4Science et littérature dans la jeune république présentent certaines similarités. Une fois l’indépendance politique acquise pour les colonies, la question de l’émergence d’une littérature, mais aussi d’une activité scientifique propre, se pose pour les États-Unis. Comme le souligne Emerson dans « The American Scholar » en 1837, il s’agit pour les écrivains américains de rompre avec des pratiques d’écriture qui consistent à imiter et perpétuer les modèles européens. La science s’interroge elle aussi sur son identité et sa survie une fois que les sociétés savantes britanniques ne sont plus là pour la financer et définir son orientation. Les enjeux s’avèrent ainsi indissociables de l’identité nationale et politique du pays. De même que les écrivains américains voient dans la démocratie la promesse d’un avenir glorieux pour les lettres américaines, l’écrasante majorité des hommes de science considère que les États-Unis constituent un environnement propice au développement scientifique (Daniels, p. 127). La presse se fait d’ailleurs volontiers le relais de cette posture nationaliste.
5La place de ces deux activités dans la société américaine est pourtant loin d’être acquise. Souvent prise pour cible par les utilitaristes à tout crin, la littérature n’est pas la seule à subir leurs attaques tout au long du xixe siècle. Alors que la société américaine se démocratise et que le pouvoir politique glorifie le common man à partir de l’élection d’Andrew Jackson, la sphère scientifique se trouve régulièrement critiquée par ceux qui jugent la légitimité de la science à l’aune de son utilité immédiate. Déjà, au tout début du siècle, l’expédition de Lewis et Clark est justifiée essentiellement par des arguments d’ordre militaire, commercial ou agricole (Daniels, p. 177-178). Alors qu’à partir du milieu du siècle (notamment avec la création de l’American Association for the Advancement of Science), les hommes de science considèrent que la valeur de leurs travaux ne peut être évaluée que par leurs pairs et que leurs recherches doivent rester indépendantes du pouvoir politique, l’opinion voit dans ces nouvelles pratiques et ces revendications une forme d’élitisme visant à préserver les intérêts corporatistes d’une clique de privilégiés (Daniels, p. 165 et 170). Si l’éloignement entre les sphères littéraire et scientifique est indéniable à mesure que la science se professionnalise, les divergences ne sont pas moindres entre science et technologie : pour les scientifiques, le but de leur discipline est désormais moins l’application pratique de leurs observations et de leurs découvertes que la contribution qu’ils apportent à leur discipline (Daniels, p. 274)2.

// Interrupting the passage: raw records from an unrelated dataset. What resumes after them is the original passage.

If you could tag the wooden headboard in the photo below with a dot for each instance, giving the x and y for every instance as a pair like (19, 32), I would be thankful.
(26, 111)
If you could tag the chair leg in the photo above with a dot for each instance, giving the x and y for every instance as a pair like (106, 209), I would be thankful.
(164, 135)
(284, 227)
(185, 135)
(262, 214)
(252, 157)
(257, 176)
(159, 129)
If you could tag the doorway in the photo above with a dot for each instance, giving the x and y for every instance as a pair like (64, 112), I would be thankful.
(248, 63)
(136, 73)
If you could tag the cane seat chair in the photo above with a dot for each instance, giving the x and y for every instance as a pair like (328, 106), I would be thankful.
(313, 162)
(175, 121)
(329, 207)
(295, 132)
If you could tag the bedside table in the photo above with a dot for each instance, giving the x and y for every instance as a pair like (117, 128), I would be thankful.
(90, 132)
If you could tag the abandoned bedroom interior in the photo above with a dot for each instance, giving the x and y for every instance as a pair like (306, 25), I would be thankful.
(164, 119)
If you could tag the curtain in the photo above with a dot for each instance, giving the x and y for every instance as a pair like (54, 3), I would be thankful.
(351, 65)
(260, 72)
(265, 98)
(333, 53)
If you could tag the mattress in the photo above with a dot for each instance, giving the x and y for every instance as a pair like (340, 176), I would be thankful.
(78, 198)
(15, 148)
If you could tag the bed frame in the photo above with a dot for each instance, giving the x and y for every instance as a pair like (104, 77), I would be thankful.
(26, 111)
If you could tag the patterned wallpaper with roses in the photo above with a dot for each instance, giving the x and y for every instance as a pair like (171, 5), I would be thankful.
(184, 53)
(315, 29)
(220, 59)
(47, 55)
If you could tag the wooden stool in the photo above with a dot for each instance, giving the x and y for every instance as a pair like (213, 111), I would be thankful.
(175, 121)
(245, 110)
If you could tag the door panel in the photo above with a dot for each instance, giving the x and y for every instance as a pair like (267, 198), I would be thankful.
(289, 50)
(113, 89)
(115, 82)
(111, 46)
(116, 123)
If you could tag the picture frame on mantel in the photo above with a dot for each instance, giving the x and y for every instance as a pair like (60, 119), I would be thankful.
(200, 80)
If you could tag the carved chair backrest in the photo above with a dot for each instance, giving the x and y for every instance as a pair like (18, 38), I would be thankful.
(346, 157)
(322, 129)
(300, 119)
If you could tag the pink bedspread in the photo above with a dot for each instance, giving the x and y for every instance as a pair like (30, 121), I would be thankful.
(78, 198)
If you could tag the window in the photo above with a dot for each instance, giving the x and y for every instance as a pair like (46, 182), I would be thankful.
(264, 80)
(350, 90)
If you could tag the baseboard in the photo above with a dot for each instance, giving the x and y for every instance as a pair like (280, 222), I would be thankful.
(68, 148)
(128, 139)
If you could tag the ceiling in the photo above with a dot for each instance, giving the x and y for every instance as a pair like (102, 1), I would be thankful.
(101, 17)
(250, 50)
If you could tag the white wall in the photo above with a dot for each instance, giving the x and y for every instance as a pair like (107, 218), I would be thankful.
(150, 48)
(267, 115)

6Les notions de nature et de progrès permettent également de comprendre certains enjeux de la foi en la technologie qu’expriment nombre d’Américains à l’époque. Si certains intellectuels ou artistes, comme Thomas Cole, redoutent les conséquences de la destruction des étendues sauvages par l’Homo americanus, la domestication de la nature grâce au progrès technologique apparaît le plus souvent comme une nécessité : alors que la nation ne cesse d’étendre son territoire, l’application des découvertes scientifiques – notamment le bateau à vapeur, le chemin de fer et le télégraphe – est censée réduire les distances entre les différents États et garantir ainsi l’unité de la nation (Barney, p. 304). Déjà, dans les colonies puritaines de l’époque coloniale, le territoire américain est perçu comme une terre promise, mais également comme un environnement potentiellement hostile, habité par des créatures païennes et des démons. La maîtrise de la wilderness est donc la condition de la survie – physique et spirituelle – de l’aventure américaine. On retrouve également ce lien entre nature et technique dans le rêve pastoral d’un Jefferson, qui ne voyait pas dans le progrès technologique une menace au développement d’une société rurale guidée par la vertu (Marx, p. 150).
7Si, au xixe siècle, la science doit permettre à l’homme de découvrir la beauté de la nature (Jaworski, p. 3), le monde technologique est d’ailleurs parfois envisagé comme un objet esthétique qui touche au sublime : de la locomotive au câble transatlantique, en passant par certains ouvrages d’art comme le pont de Brooklyn, de nombreux écrivains cherchent à capter le « sublime technologique ». Il est vrai que la portée de ces découvertes ainsi que les échelles gigantesques qu’elles mettent en jeu se prêtent bien à ce sentiment quasi religieux décrit par Edmund Burke (Pétillon, p. 44-45). La matérialisation concrète et palpable de la science participe donc d’un imaginaire qui traverse et imprègne la jeune Amérique. Les textes qui explorent ces objets technologiques soulèvent par la même occasion des enjeux politiques et identitaires cruciaux en donnant à voir « le progrès sublime de la race » (Marx, p. 197).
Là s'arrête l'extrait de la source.